Sicuramente, una scalata sul tipo di quella avviata nei confronti della Parmalat deve essere contrastata con strumenti non solo legati a norme giuridiche nazionali ma per lo più a norme comunitarie, e quindi deve essere contrastata nelle sedi appropriate nelle quali gli interessi degli Stati dovrebbero essere reciproci e non di pura convenienza di uno Stato rispetto ad un altro.

La Lega Nord ha sempre ribadito l'importanza del sostegno non soltanto ai grandi gruppi industriali ma anche ai piccoli e ai medi che operano in settori strategici, e il settore alimentare è sicuramente uno di questi. Si tratta infatti di un settore il cui indotto coinvolge numerosi piccoli allevatori e una miriade di imprese agricole di tutte le dimensioni. Mantenere quindi la governance significa avere le basi necessarie per un polo lattiero-caseario di livello internazionale.
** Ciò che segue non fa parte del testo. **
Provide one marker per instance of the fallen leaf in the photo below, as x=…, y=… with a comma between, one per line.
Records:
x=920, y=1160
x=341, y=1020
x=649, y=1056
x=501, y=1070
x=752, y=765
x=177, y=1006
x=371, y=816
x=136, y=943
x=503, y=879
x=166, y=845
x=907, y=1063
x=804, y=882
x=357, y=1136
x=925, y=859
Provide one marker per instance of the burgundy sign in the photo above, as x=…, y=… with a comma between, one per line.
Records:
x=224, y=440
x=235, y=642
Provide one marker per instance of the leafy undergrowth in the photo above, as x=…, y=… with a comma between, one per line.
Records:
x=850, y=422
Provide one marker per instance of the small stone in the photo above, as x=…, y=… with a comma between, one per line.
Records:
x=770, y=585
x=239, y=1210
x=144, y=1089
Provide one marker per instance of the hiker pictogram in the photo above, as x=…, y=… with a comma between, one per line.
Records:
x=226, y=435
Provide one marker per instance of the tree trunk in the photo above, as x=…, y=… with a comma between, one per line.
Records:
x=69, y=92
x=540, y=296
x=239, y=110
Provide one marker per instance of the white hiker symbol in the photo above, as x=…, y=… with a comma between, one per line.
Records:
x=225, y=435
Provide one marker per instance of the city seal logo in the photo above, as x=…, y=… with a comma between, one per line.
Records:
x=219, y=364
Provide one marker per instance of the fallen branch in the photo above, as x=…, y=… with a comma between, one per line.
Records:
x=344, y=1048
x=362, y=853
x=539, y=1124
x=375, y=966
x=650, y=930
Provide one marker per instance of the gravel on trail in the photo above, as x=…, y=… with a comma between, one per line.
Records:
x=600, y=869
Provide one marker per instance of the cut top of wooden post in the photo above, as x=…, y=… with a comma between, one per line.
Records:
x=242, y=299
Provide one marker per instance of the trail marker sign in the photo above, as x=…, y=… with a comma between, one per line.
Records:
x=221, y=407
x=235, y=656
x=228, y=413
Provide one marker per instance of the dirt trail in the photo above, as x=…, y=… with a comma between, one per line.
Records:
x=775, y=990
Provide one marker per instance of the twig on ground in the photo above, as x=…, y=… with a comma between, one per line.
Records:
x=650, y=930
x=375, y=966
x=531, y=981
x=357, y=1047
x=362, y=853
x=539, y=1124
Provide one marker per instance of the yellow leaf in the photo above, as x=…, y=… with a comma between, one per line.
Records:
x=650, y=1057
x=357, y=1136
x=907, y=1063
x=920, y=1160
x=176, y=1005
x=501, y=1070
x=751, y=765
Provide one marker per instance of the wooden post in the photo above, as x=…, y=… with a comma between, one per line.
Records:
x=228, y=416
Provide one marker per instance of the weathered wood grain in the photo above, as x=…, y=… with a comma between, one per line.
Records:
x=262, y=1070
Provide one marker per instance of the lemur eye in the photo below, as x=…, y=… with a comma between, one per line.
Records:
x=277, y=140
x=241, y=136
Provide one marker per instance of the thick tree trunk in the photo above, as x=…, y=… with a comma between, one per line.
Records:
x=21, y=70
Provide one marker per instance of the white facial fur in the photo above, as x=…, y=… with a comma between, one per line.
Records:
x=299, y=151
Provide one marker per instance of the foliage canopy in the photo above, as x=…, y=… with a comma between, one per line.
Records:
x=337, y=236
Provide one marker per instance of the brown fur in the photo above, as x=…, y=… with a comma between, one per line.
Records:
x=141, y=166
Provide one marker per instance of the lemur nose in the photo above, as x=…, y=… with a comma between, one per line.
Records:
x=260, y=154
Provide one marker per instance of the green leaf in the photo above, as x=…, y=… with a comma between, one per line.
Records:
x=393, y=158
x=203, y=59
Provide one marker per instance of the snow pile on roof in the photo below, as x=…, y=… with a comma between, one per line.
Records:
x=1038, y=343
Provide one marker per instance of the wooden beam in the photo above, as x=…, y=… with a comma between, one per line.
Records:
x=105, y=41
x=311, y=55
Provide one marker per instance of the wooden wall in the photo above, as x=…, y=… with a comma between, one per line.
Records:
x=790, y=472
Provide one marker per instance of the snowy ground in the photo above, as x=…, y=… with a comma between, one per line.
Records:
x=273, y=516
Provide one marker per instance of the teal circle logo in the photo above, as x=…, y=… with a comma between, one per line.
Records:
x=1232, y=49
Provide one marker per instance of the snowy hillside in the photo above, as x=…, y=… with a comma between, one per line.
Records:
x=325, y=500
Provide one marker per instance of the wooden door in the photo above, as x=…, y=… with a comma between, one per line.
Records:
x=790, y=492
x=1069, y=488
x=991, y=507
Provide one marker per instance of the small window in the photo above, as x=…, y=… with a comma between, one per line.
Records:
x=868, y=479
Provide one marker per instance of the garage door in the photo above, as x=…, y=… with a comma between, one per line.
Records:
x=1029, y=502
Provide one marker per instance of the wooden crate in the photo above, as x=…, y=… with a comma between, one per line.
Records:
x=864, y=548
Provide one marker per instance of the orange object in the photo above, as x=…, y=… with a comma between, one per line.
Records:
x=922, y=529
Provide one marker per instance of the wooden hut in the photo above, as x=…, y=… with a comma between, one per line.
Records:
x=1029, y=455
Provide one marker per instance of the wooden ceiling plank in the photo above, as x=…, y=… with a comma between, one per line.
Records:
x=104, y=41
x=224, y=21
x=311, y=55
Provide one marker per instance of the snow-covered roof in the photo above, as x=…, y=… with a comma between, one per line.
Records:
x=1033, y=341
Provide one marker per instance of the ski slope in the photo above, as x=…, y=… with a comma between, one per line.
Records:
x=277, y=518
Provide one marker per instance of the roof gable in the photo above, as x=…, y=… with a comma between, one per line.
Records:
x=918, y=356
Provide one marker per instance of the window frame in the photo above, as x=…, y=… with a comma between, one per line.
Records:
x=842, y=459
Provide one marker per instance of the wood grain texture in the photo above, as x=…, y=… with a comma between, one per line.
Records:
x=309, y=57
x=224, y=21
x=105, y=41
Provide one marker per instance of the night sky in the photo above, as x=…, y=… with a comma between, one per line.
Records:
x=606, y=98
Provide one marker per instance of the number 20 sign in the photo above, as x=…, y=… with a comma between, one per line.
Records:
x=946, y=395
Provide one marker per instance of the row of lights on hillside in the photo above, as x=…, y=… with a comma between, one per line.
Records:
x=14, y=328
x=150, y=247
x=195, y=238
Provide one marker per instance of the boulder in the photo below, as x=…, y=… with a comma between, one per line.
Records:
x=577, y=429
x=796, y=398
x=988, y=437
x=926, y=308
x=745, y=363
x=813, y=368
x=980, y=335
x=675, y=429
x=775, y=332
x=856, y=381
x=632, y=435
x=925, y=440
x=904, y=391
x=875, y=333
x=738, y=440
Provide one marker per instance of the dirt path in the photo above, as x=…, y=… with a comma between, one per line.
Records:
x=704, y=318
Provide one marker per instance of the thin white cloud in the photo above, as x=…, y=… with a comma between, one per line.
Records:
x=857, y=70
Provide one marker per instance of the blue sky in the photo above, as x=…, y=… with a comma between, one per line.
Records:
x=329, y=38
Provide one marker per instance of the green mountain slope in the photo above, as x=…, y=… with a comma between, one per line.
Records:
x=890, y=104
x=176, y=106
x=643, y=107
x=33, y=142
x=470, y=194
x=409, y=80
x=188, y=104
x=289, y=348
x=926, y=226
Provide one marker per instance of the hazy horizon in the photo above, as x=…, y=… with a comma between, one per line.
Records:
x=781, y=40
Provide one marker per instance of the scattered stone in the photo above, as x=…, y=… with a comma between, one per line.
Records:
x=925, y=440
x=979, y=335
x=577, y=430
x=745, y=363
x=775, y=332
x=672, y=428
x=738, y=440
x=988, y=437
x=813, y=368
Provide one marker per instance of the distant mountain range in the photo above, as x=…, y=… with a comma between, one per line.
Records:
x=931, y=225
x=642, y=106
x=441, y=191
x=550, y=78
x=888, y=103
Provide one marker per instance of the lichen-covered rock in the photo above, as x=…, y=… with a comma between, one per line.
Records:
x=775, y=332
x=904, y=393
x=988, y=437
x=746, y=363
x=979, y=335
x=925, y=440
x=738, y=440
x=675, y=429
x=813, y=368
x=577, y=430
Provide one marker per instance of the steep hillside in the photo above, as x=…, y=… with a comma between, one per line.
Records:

Voglio sottolineare quanto sia necessario introdurre principi che pongano le nostre società al riparo dall'acquisizione da parte di società estere, quando in altri Paesi esistono norme a tutela delle rispettive società ed economie. Ritengo che nel 2007, in sede di discussione della legge 20 giugno 2007, n. 77, che recepiva la direttiva europea in termini di OPA, al Governo Prodi siano forse mancati il coraggio, la capacità politica o la forza di incidere su una direttiva europea che avrebbe dovuto tenere conto di quegli aspetti fondamentali per il futuro del nostro sistema economico.

La Lega Nord è assolutamente a favore del libero mercato, ma con regole chiare per tutti. La Lega Nord, all'epoca, aveva combattuto una battaglia perché vi fossero norme in grado di tutelare efficacemente gli interessi delle nostre società, come avveniva in molti altri Stati che avevano infatti stabilito garanzie a favore delle loro imprese oggetto di offerte pubbliche. Oggi non si può ancora sapere come evolverà definitivamente la situazione Parmalat: riteniamo però che il Governo, con questo provvedimento, abbia agito con assoluto senso di responsabilità e si sia mosso per tutelare, con queste e con altre norme, le nostre aziende anche di fronte all'Unione europea, che spesso dimostra fragilità e poca omogeneità nella definizione delle regole del gioco.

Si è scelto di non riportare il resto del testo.